O historiador Filipe Ribeiro de Meneses, autor da biografia ‘Salazar', lembra à Domingo esta "piada clássica" que terá sido escrita pela escritora francesa Christine Garnier, contando obviamente com a permissão do presidente do Conselho. O que prova que o próprio sabia das anedotas que se contavam sobre ele - e até as aproveitava para consolidar o poder.
O EQUILIBRISTA
Ribeiro de Meneses escreveu uma biografia de Salazar num só volume que é considerada fundamental para compreender o político que governou Portugal ao longo de quase meio século. Muitos não sabem, por exemplo, que foi Salazar quem pela primeira vez tentou aproximar Portugal da actual União Europeia, antiga Comunidade Económica Europeia (CEE).

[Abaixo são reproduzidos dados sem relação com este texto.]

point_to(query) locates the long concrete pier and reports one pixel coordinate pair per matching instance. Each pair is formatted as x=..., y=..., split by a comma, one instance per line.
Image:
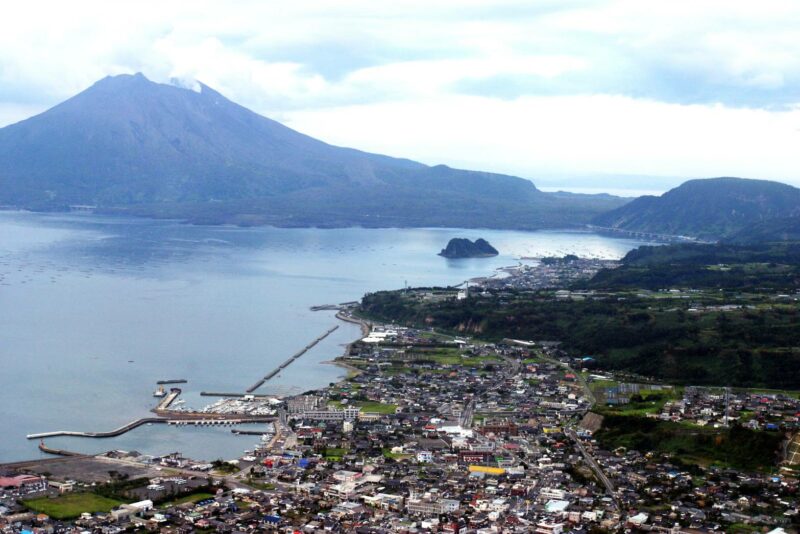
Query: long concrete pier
x=288, y=362
x=110, y=434
x=197, y=419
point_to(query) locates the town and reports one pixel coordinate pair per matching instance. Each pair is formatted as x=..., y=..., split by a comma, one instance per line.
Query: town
x=433, y=433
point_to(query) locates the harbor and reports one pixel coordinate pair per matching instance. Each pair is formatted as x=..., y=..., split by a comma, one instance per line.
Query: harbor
x=291, y=359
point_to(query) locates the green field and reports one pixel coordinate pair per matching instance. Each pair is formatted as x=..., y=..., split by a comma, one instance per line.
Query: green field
x=71, y=505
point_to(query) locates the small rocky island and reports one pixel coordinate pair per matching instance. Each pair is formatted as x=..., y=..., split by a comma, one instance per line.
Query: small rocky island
x=459, y=247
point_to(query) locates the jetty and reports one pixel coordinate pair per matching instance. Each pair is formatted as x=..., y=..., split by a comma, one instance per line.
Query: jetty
x=291, y=359
x=110, y=434
x=166, y=401
x=233, y=395
x=58, y=452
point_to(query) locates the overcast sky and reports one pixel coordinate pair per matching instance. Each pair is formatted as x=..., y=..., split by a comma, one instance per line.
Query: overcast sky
x=580, y=93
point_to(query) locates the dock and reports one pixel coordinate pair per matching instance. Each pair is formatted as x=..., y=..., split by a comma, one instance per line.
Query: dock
x=110, y=434
x=192, y=419
x=233, y=395
x=169, y=399
x=58, y=452
x=291, y=359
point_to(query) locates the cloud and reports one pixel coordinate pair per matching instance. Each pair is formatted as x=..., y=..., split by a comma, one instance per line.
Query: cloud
x=519, y=86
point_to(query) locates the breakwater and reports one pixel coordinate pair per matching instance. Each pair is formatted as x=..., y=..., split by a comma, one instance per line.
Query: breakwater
x=110, y=434
x=291, y=359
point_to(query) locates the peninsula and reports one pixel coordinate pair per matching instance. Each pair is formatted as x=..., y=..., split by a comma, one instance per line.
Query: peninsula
x=464, y=248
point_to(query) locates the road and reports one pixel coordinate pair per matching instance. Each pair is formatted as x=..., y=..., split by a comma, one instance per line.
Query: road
x=598, y=471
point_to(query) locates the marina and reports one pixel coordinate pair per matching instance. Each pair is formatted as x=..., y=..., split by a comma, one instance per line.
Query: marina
x=196, y=279
x=288, y=362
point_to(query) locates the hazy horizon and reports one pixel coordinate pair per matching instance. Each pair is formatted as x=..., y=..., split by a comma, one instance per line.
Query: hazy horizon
x=582, y=90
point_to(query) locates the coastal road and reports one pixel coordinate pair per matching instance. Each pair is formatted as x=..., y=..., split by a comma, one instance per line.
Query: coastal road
x=598, y=471
x=468, y=414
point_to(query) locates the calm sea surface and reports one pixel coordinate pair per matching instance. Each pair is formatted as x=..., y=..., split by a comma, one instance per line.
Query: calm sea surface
x=93, y=311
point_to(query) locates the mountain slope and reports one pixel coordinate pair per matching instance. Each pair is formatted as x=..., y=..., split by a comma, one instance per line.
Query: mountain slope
x=770, y=231
x=127, y=144
x=711, y=208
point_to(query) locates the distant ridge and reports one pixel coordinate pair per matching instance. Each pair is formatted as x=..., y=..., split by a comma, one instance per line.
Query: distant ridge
x=129, y=145
x=711, y=208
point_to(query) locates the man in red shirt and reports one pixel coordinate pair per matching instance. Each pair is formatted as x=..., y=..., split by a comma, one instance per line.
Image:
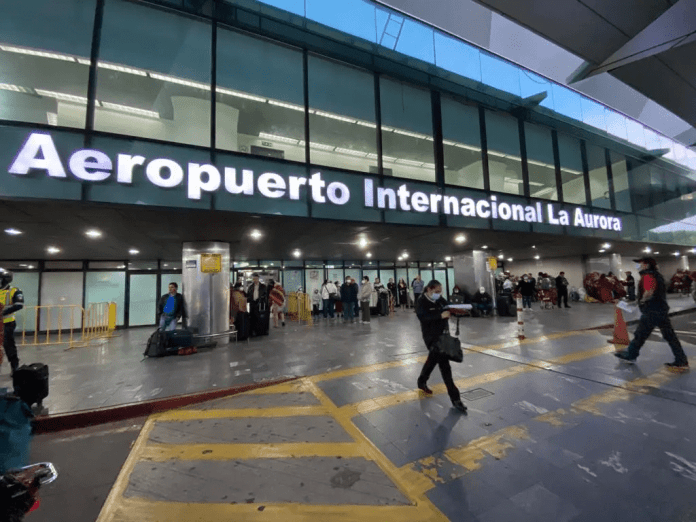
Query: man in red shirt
x=652, y=301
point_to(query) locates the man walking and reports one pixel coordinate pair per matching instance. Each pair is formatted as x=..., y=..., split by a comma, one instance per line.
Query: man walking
x=562, y=289
x=652, y=301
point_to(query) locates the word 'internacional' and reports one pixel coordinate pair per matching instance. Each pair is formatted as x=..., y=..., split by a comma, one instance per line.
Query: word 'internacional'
x=39, y=153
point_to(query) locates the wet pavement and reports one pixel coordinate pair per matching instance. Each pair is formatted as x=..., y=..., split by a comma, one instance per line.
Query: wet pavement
x=557, y=430
x=114, y=372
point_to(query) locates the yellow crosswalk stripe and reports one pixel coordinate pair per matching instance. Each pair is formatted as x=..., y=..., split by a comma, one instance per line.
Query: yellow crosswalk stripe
x=221, y=452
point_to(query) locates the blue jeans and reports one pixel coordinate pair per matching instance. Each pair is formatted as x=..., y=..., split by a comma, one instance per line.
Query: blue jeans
x=328, y=307
x=348, y=310
x=169, y=327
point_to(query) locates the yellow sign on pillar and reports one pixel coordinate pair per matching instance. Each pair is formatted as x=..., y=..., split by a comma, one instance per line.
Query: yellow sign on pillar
x=211, y=263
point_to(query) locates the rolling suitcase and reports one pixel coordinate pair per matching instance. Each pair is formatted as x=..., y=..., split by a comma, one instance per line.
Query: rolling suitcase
x=31, y=383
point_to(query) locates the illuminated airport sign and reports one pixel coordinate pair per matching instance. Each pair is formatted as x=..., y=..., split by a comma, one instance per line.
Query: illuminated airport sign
x=38, y=156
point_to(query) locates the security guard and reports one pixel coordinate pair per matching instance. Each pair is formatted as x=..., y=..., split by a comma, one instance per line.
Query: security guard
x=12, y=299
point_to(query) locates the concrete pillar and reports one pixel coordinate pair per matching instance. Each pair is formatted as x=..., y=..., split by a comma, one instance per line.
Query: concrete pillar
x=206, y=287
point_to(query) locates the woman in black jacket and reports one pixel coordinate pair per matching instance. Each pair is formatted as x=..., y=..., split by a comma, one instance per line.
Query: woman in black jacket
x=434, y=319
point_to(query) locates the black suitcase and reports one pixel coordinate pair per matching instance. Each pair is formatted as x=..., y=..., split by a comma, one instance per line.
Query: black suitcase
x=179, y=339
x=31, y=383
x=241, y=324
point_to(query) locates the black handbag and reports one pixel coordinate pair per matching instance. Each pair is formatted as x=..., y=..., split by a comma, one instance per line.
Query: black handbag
x=450, y=347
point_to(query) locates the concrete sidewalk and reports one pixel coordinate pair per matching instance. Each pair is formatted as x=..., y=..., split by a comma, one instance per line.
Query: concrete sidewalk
x=113, y=372
x=557, y=431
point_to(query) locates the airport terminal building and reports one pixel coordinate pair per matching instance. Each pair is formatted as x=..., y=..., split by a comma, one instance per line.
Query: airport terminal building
x=320, y=139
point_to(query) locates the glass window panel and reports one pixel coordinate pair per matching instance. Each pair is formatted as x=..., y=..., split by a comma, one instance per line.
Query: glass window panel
x=407, y=131
x=540, y=162
x=61, y=290
x=531, y=84
x=342, y=124
x=107, y=287
x=567, y=102
x=500, y=74
x=619, y=172
x=457, y=56
x=504, y=161
x=599, y=180
x=593, y=113
x=45, y=61
x=461, y=131
x=28, y=283
x=260, y=97
x=572, y=175
x=416, y=40
x=636, y=133
x=155, y=81
x=142, y=307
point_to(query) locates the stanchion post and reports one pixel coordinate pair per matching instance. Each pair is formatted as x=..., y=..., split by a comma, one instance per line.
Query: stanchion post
x=520, y=319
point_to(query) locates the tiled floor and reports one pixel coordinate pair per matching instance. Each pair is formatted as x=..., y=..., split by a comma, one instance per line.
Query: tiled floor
x=114, y=372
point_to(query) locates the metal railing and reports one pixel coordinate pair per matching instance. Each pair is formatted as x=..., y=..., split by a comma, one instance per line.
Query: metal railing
x=67, y=324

O pedido remonta a 1962, quando o país pede o estatuto de associado, prometendo preparar-se no espaço de 15 anos para a adesão à Europa. Ribeiro de Meneses reconhece não perceber o que "estava a passar pela cabeça" de Salazar para "pensar que, em 15 anos, com as instituições políticas que existiam, com as colónias, iria pedir a entrada" num clube de países democráticos. "Teria de haver uma mudança brutal em Portugal" acrescenta.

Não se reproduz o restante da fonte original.